Em França, por exemplo, fez-se o ciclo integral das suas nove sinfonias entre 1828 e 1831, iniciativa impulsionada pelo grande maestro François Habeneck, à frente da Orquestra do Conservatório, que criou para esse específico efeito. Mas sinfonias de Beethoven avulsas já eram tocadas em Paris desde os primeiros anos de oitocentos.

A presença de música de Beethoven em concertos em Portugal foi dificultada, nesta época, por vários fatores: as Invasões Francesas, a transferência da corte ("proprietária" da única orquestra no país, à época) para o Rio de Janeiro, a instabilidade política e as lutas liberais, culminando na guerra civil.

Para tocar sinfonias é preciso orquestras - e orquestras de nível elevado, tratando-se de Beethoven; como para tocar muita da sua música são precisos músicos de excelência, pois, é bom não o esquecer, grande parte das obras de Beethoven (sonatas, quartetos, etc.) eram, na altura, obras de vanguarda, pela novidade dos desafios que colocavam aos intérpretes.

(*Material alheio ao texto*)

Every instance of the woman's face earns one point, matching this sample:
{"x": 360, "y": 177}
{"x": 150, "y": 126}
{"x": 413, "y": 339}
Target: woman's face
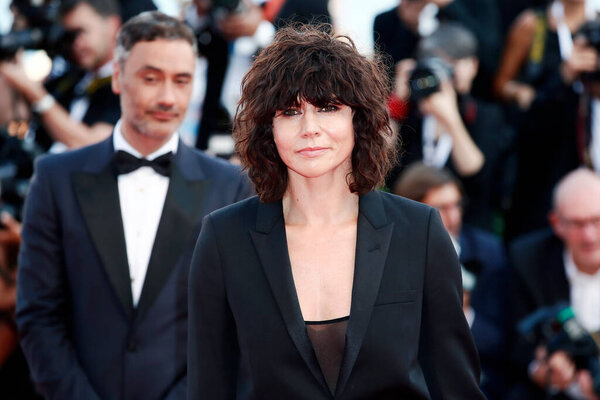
{"x": 315, "y": 141}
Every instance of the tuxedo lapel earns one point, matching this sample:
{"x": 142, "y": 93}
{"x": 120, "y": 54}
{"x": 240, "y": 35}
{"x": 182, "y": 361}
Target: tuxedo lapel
{"x": 182, "y": 209}
{"x": 271, "y": 245}
{"x": 98, "y": 197}
{"x": 372, "y": 244}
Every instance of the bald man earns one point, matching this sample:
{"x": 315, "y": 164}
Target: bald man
{"x": 561, "y": 264}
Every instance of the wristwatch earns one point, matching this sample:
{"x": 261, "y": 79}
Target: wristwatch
{"x": 43, "y": 104}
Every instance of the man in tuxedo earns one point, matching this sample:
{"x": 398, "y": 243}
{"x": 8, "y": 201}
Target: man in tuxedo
{"x": 109, "y": 232}
{"x": 557, "y": 266}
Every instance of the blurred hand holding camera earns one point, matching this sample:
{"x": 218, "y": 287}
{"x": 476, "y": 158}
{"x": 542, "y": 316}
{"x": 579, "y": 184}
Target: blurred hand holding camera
{"x": 235, "y": 25}
{"x": 584, "y": 58}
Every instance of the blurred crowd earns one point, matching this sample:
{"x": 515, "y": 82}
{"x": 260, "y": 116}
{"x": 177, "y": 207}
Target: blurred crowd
{"x": 497, "y": 108}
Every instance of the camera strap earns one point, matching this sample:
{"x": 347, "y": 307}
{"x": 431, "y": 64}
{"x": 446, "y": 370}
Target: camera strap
{"x": 436, "y": 149}
{"x": 565, "y": 39}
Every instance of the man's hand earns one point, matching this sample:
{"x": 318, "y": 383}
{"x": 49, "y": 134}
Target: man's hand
{"x": 584, "y": 58}
{"x": 442, "y": 105}
{"x": 558, "y": 372}
{"x": 10, "y": 233}
{"x": 14, "y": 75}
{"x": 403, "y": 70}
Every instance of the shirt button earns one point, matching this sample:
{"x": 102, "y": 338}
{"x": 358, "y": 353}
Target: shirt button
{"x": 132, "y": 346}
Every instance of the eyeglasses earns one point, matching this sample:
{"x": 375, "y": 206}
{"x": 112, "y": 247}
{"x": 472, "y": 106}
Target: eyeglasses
{"x": 445, "y": 207}
{"x": 581, "y": 223}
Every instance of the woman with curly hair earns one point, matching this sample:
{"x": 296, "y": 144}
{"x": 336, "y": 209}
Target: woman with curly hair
{"x": 322, "y": 287}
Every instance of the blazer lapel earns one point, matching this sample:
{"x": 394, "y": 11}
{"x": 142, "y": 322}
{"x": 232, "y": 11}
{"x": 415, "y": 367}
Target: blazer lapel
{"x": 271, "y": 245}
{"x": 372, "y": 244}
{"x": 182, "y": 209}
{"x": 98, "y": 197}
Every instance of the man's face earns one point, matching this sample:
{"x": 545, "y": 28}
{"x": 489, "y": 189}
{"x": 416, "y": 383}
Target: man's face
{"x": 576, "y": 220}
{"x": 155, "y": 84}
{"x": 93, "y": 36}
{"x": 465, "y": 71}
{"x": 448, "y": 200}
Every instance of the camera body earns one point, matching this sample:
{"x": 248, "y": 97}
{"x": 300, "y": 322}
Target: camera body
{"x": 427, "y": 77}
{"x": 557, "y": 329}
{"x": 44, "y": 31}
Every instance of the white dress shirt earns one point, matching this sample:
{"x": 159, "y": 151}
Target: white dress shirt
{"x": 142, "y": 197}
{"x": 585, "y": 294}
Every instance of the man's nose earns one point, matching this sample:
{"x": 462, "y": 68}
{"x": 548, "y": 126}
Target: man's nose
{"x": 167, "y": 94}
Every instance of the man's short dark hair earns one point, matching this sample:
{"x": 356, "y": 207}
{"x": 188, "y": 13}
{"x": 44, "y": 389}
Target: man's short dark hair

Nesta época conturbada da história portuguesa destaca-se ainda assim a figura do compositor e pianista João Domingos Bomtempo (1775-1842). Foi o maior compositor português da "era de Beethoven" e a ele devemos a primeira música de autor português a levar em conta o estilo consagrado pelo classicismo vienense de Haydn, Mozart e Beethoven. Devemos-lhe também a fundação da primeira Sociedade de Concertos na capital portuguesa, seguindo o exemplo do que tinha visto em Londres, nos anos que ali passara. Foi essa a primeira tentativa no nosso país de constituir uma orquestra capaz de apresentar regularmente a música orquestral mais recente e de melhor qualidade que se fazia pela Europa. Foi no entanto de duração efémera essa instituição por força da reinstauração do absolutismo por D. Miguel e das simpatias abertamente liberais de Domingos Bomtempo. Mas não sabemos se alguma sinfonia de Beethoven figurou nos concertos da Sociedade.

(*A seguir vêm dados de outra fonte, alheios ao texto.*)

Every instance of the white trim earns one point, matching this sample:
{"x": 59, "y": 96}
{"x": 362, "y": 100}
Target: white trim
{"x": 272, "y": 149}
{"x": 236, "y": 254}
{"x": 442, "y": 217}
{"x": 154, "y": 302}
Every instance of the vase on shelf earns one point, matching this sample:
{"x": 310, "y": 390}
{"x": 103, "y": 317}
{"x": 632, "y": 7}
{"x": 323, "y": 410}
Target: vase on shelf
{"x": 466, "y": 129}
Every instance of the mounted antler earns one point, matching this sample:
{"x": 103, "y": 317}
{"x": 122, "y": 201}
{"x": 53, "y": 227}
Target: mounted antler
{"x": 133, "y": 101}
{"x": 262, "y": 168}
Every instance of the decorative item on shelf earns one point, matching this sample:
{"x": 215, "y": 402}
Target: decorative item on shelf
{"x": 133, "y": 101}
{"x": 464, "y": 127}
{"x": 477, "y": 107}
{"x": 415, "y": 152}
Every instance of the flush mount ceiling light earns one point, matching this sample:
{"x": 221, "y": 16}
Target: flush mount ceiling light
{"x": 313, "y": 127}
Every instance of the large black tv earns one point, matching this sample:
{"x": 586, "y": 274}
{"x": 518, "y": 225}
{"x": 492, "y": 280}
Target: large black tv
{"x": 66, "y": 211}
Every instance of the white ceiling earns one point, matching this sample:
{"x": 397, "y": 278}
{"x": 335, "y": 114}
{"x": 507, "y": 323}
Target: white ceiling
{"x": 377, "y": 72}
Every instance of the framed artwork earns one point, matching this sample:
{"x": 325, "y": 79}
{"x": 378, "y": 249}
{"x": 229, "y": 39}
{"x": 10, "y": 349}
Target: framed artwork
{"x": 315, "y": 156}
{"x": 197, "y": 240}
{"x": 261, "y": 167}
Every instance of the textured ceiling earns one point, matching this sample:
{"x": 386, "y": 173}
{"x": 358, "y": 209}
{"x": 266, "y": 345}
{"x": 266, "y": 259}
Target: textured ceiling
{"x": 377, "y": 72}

Já em 1835, pacificado o país, Bomtempo vê coroado o seu esforço de ver fundado o Conservatório Nacional, do qual é muito justamente nomeado diretor. Será aí, entre alunos de vários instrumentos, que mais amplamente se irá difundindo o repertório instrumental de Beethoven, sobretudo as suas sonatas e variações para piano.

Mas o gosto do público ia para a ópera italiana e francesa e, na música instrumental, para coisas mais ligeiras, disso dando genial conta o famoso episódio da Sonata Patética/Pateta n"Os Maias (1888). Pesem os esforços de alguns músicos e compositores com formação no estrangeiro (geralmente Paris), era esse o quadro geral.

Um quarteto de fatores contribuirá para alterar esta situação já perto do final do século: o pianista e compositor (e pedagogo e divulgador) José Vianna da Motta (1868-1948), desde cedo apadrinhado por D. Fernando II e de formação e vivência germânicas (viveu em Berlim de 1882 a 1914); o violinista, maestro, pedagogo e promotor Bernardo Valentim Moreira de Sá (1853-1924); o fenómeno Richard Wagner, vulgo wagnerismo, que gerou um interesse novo pela cultura germânica; e a emergência da Alemanha como grande potência europeia e detentora de uma cultura musical pujante que importava descobrir e conhecer - sendo inclusive a cultura e a música alemãs "usadas" pelo Partido Republicano como arma política e contrapeso à influência inglesa, mormente após o Ultimato (1890). Da conjunção dos quatro resultou uma maior atenção à música germânica, equilibrando os pratos com a música italiana (e francesa), até aí toda-dominante; e um maior peso à música instrumental (de que Beethoven era símbolo maior).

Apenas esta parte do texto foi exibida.